Analysts say that is probably because shoppers were uncertain about the quality of frozen ready meals, even before the horsemeat scandal broke.
"People were already predisposed to suspect frozen foods were somehow inferior," says Mr Garner.
"It kind of confirmed matters when people saw that a frozen ready meal turned out to be all horse and no meat."
Changing habits
As well as affecting sales, the horsemeat scandal has changed the way some customers shop for food.
An Ipsos Mori poll, external run in partnership with the Grocer magazine shows that almost a third of respondents said the incident had "permanently impacted" the way they chose and bought food.
And a survey carried out on behalf consumer organisation Which? in late November found that 49% of respondents said the horsemeat incident had changed their shopping habits, with 25% saying they bought less processed meat and 17% saying they bought more products from butchers and farmers' markets.
And it seems that value for money is still the main concern for many shoppers.
"Twenty-six per cent of the British public are buying cheaper food than they were a year ago, which may suggest that price is still a central factor in food choices," says Stephen Yap, head of Ipsos MarketQuest.
Trust issues
According to the Ipsos Mori poll, Tesco and Iceland suffered more damage to their reputations from the incident than other supermarket chains.
Ipsos Mori asked if people felt more or less favourable towards the six major UK supermarkets after the incident.

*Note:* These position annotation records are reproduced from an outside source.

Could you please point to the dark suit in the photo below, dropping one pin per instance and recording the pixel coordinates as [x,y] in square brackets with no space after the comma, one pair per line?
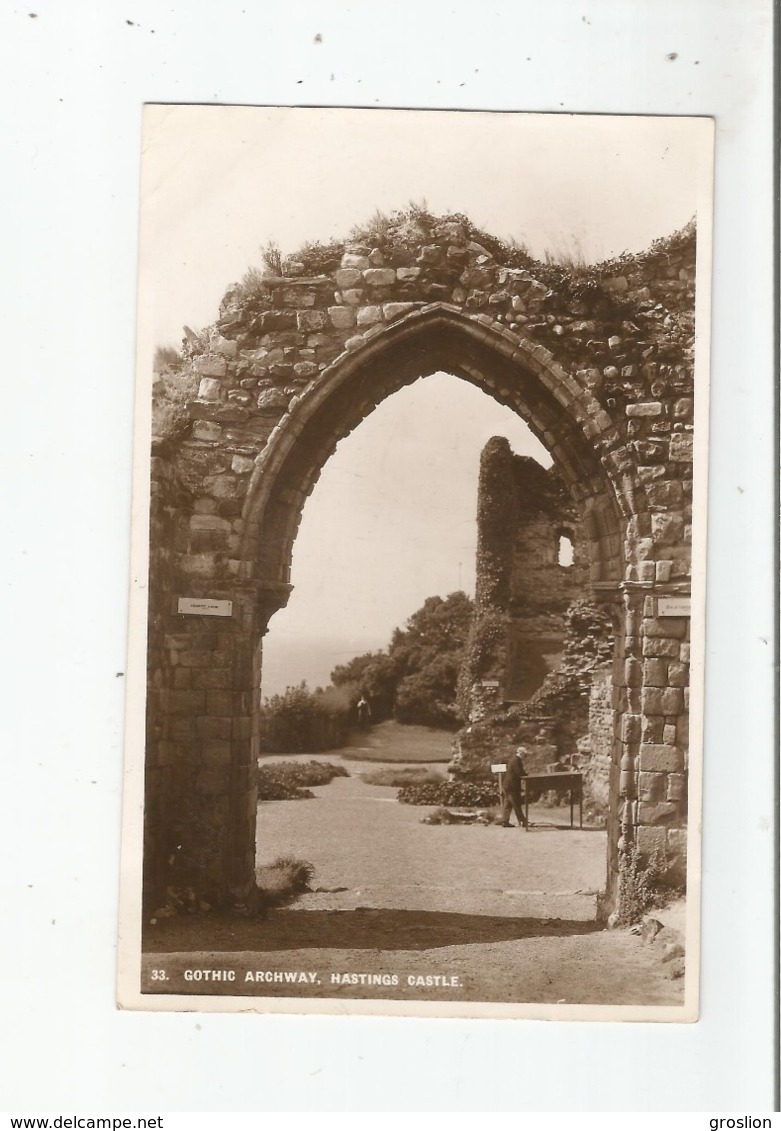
[511,790]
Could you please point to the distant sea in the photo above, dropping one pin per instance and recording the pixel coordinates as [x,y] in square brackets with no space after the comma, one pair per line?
[289,661]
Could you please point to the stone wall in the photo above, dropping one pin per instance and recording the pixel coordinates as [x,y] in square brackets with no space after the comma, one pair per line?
[598,362]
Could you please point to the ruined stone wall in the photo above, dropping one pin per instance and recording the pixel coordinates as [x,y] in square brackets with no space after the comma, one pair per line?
[598,362]
[596,749]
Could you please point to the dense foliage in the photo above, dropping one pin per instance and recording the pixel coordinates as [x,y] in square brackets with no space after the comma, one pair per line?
[288,780]
[415,679]
[302,721]
[480,794]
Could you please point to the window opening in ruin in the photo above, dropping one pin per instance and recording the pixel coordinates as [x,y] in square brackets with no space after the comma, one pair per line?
[565,550]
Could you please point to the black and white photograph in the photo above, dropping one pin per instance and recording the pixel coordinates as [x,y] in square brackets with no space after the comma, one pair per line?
[422,423]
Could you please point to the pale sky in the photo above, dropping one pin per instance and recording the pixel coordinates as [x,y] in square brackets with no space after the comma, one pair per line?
[392,518]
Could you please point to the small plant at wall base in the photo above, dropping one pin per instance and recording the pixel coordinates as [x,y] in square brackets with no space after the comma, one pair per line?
[280,881]
[644,886]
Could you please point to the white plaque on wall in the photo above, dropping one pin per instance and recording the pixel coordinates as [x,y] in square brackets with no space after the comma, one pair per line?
[674,606]
[205,606]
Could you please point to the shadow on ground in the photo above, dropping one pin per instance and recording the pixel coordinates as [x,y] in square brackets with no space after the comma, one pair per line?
[363,929]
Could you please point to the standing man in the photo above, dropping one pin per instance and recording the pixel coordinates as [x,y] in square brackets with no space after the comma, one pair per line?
[511,788]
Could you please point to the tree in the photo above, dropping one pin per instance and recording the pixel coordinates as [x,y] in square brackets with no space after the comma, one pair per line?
[415,678]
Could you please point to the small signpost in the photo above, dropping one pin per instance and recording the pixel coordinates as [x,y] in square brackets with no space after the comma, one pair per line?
[500,769]
[674,606]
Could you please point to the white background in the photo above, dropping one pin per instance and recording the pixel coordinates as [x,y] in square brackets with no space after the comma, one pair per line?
[75,78]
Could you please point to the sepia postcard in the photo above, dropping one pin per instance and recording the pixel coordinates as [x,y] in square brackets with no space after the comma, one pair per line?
[417,615]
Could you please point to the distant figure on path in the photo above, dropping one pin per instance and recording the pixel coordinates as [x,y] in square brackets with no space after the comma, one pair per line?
[364,714]
[511,788]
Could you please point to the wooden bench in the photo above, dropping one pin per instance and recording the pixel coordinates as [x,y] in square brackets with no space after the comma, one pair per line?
[564,779]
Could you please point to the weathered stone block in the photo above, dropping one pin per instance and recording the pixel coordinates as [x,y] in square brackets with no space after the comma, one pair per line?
[343,318]
[355,259]
[670,627]
[309,321]
[660,759]
[216,753]
[227,347]
[352,298]
[631,728]
[676,844]
[380,276]
[662,812]
[217,412]
[275,320]
[392,310]
[209,389]
[659,647]
[678,675]
[652,701]
[665,494]
[214,727]
[207,431]
[633,673]
[667,529]
[272,400]
[241,465]
[348,276]
[305,370]
[648,474]
[431,253]
[654,673]
[185,702]
[673,701]
[676,786]
[200,521]
[210,367]
[295,296]
[651,839]
[652,786]
[198,564]
[664,570]
[367,316]
[213,679]
[644,408]
[220,486]
[200,657]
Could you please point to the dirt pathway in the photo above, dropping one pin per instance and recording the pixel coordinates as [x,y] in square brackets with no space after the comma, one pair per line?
[417,912]
[362,839]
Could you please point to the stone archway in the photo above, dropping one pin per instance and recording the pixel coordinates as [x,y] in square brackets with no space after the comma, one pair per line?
[283,379]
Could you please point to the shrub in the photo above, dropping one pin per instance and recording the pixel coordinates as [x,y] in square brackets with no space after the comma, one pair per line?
[288,780]
[283,880]
[172,390]
[401,776]
[476,794]
[443,816]
[301,721]
[643,886]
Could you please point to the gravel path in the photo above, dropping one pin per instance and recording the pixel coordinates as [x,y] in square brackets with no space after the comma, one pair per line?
[413,912]
[362,839]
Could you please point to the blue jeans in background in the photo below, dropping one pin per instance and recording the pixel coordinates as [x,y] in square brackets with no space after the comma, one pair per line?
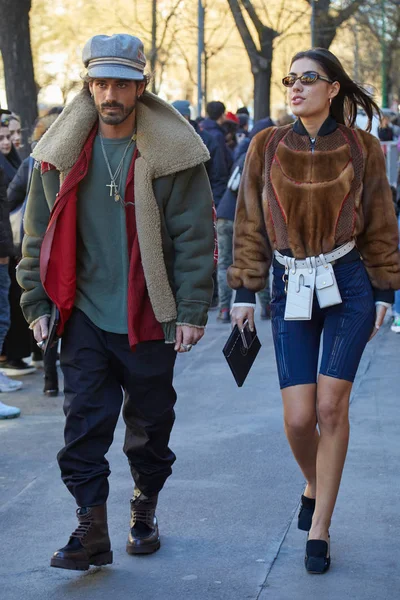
[397,296]
[4,303]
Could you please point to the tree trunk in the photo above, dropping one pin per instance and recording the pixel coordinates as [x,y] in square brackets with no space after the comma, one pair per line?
[262,93]
[261,67]
[15,47]
[325,30]
[153,55]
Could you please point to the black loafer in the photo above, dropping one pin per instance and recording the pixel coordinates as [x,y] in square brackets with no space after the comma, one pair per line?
[306,513]
[316,559]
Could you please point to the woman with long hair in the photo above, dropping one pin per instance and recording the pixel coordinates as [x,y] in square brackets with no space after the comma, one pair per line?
[315,200]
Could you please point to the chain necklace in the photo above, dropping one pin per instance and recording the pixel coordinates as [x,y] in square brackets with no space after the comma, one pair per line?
[113,185]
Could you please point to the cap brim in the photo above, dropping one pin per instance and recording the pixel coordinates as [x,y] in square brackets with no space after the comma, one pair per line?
[115,72]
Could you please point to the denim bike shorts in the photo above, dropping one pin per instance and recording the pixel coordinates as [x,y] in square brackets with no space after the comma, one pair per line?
[345,329]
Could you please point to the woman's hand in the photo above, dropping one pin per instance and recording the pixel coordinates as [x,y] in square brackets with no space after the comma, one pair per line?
[240,314]
[380,317]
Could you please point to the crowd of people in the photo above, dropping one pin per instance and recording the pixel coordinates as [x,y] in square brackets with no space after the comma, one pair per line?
[19,354]
[227,136]
[120,241]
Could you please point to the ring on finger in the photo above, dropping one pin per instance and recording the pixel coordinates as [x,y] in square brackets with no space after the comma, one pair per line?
[186,347]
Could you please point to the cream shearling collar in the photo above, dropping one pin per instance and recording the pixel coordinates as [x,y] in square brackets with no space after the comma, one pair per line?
[165,140]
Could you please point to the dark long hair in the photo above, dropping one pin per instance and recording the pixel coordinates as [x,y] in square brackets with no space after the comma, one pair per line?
[351,95]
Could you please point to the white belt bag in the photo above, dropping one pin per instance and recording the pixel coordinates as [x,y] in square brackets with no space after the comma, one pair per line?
[302,277]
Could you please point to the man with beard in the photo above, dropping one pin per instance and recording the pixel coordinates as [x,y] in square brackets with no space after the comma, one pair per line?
[126,248]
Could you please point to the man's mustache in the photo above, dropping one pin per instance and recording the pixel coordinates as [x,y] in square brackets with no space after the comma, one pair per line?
[111,105]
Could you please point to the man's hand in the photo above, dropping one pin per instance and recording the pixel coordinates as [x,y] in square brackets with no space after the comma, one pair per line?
[41,329]
[187,336]
[241,314]
[380,317]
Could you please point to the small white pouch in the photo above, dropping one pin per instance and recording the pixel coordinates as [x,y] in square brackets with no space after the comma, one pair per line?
[300,292]
[326,286]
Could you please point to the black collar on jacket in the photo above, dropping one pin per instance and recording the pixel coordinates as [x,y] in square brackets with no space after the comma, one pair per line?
[329,126]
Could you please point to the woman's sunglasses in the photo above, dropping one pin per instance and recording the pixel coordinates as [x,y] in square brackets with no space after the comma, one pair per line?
[305,79]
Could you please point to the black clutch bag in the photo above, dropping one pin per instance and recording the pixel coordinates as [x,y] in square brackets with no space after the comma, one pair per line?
[240,352]
[52,338]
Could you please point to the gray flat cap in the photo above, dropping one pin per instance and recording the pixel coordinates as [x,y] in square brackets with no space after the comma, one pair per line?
[118,56]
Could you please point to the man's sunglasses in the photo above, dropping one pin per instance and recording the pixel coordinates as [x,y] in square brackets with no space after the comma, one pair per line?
[305,79]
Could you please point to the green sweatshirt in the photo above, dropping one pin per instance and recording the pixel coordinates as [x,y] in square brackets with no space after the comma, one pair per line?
[102,247]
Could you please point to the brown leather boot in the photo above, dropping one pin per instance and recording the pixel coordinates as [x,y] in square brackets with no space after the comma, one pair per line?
[89,544]
[144,537]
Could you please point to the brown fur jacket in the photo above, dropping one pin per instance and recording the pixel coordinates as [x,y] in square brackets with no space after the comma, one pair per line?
[308,200]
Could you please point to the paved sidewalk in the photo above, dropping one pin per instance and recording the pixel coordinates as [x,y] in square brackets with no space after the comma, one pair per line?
[227,515]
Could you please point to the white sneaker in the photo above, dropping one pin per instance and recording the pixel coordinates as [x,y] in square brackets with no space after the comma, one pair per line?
[8,412]
[9,385]
[396,325]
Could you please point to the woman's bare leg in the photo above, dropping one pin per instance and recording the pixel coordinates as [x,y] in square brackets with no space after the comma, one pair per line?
[300,418]
[333,422]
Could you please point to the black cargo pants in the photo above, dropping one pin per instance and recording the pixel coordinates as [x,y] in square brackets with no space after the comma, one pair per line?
[98,367]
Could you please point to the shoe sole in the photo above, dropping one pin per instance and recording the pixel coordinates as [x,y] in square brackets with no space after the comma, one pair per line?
[316,565]
[98,560]
[304,519]
[17,372]
[150,549]
[51,393]
[10,417]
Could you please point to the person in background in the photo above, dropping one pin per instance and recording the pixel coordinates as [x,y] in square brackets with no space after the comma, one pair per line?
[243,131]
[15,131]
[6,249]
[216,156]
[213,125]
[225,220]
[385,130]
[231,128]
[17,193]
[9,157]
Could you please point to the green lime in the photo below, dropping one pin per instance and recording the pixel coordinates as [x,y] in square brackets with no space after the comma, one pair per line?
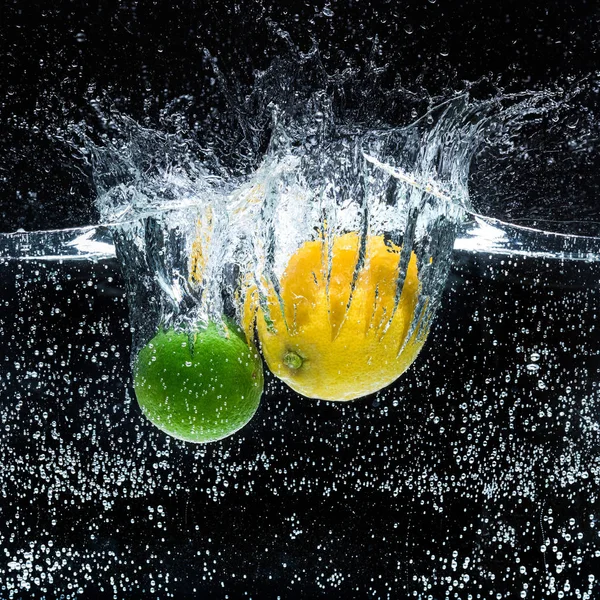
[200,386]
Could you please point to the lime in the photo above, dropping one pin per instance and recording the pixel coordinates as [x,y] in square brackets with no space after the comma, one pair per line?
[200,386]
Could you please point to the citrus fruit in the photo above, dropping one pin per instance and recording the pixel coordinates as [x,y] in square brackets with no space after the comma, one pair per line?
[200,386]
[327,340]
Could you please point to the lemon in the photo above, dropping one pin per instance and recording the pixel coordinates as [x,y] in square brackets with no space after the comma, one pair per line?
[328,341]
[201,386]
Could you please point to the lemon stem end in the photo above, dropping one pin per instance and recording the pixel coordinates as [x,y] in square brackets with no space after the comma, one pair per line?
[292,360]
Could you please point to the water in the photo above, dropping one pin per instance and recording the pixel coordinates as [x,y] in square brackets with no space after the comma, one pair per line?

In response, 20% of those polled said they felt less favourably about Tesco, and 14% felt less favourably about Iceland.
But both chains would probably point to the fact that almost 70% of respondents "felt the same" about them.
A Tesco spokesperson told the BBC: "The horsemeat issue impacted customer confidence across the retail industry. In response to the issue, we promised our customers we would make significant changes, and we have done so.
"We take nothing for granted and will continue to work hard to ensure customers know our food is of the highest quality."
Iceland did not respond to a BBC enquiry.
Retailers have been working hard to regain trust, according to industry body the British Retail Consortium: "Over the last 12 months suppliers have been reassessed, supply chains are less complex including an increase in sourcing from the UK, there has been an increase in the unannounced audits of suppliers, and increased testing of ingredients."
Local knowledge
Back in Ealing, Mr Dzido is proud of the fact that he travels to Smithfield meat market and personally selects the meat sold in his shop.
"We offer a bit more than supermarkets do. We are in more direct contact with the farmers, there's less people in the chain before we process any of the meat.
"I know every ounce of meat hanging in my fridge, what it is and where it's come from."